简体   繁体   English

lxml和CDATA和&

[英]lxml and CDATA and &

I have a XML which has CDATA and within that there are tag with URLs that have ampersand in it. 我有一个包含CDATA的XML,并且其中包含带有带有&符号的URL的标记。 I am supposed to use lxml to read across those tags but i am getting an error. 我应该使用lxml来读取这些标签,但出现错误。

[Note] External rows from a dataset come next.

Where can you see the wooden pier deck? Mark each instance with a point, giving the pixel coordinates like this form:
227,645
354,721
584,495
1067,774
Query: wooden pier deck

Traceback (most recent call last):
  File "<stdin>", line 1, in <module>
  File "src\lxml\lxml.etree.pyx", line 3228, in lxml.etree.fromstring (src\lxml\lxml.etree.c:79593)
  File "src\lxml\parser.pxi", line 1848, in lxml.etree._parseMemoryDocument (src\lxml\lxml.etree.c:119112)
  File "src\lxml\parser.pxi", line 1729, in lxml.etree._parseDoc (src\lxml\lxml.etree.c:117670)
  File "src\lxml\parser.pxi", line 1063, in lxml.etree._BaseParser._parseUnicodeDoc (src\lxml\lxml.etree.c:111657)
  File "src\lxml\parser.pxi", line 595, in lxml.etree._ParserContext._handleParseResultDoc (src\lxml\lxml.etree.c:105880)
  File "src\lxml\parser.pxi", line 706, in lxml.etree._handleParseResult (src\lxml\lxml.etree.c:107588)
  File "src\lxml\parser.pxi", line 635, in lxml.etree._raiseParseError (src\lxml\lxml.etree.c:106442)
  File "<string>", line 9
lxml.etree.XMLSyntaxError: EntityRef: expecting ';', line 9, column 98

How could i get past this error? 我如何克服这个错误? Am i doing i right? 我说的对吗? Do we need to replace & with something? 我们需要用什么代替&吗?

The code is as below 代码如下

from lxml import etree
ns0_NAMESPACE = "http://webservices.online.webapp.paperless.cl"
ns0 = "{%s}" % ns0_NAMESPACE
NSMAP = {'ns0':ns0_NAMESPACE}

response="""
<soapenv:Envelope xmlns:soapenv="http://schemas.xmlsoap.org/soap/envelope/">
    <soapenv:Body>
    <ns:OnlineGeneration2Response xmlns:ns="http://webservices.online.webapp.cl">
        <ns:return>
            <![CDATA[<EstadoDoc>
            <Estado>Ok<Estado>
            <RutEmisor>81201000-K</RutEmisor>
            <TipoDte>52</TipoDte>
            <FolioM>117620901</FolioM>
            <Folio>25022</Folio>
            <Glosa>NO INFORMADO</Glosa>
            <UrlDte>http://G500603svGLH:8080/Facturacion/XMLServlet?docId=&uR1v4VhQHvkPrUZDtY6hMg==</UrlDte>
            </EstadoDoc>
            <EstadoLote>
                <UrlPdf>http://G500603svGLH:8080/Facturacion/PDFServlet?docId=uR1v4VhQHvmQJLl22c1DFOLW3c4qbQ47</UrlPdf>
                <UrlCaratula>http://G500603svGLH:8080/Facturacion/XMLServlet?docId=&uR1v4VhQHvmQJLl22c1DFOLW3c4qbQ47</UrlCaratula>
            </EstadoLote>]]>
        </ns:return>
    </ns:OnlineGeneration2Response>
    </soapenv:Body>
</soapenv:Envelope>"""
root=etree.fromstring(response)
sub_element=root.xpath('//ns0:return',namespaces=NSMAP)
print sub_element.text
if sub_element:
    sub_element=sub_element[0]
EstadoDoc_root=etree.fromstring(sub_element.text)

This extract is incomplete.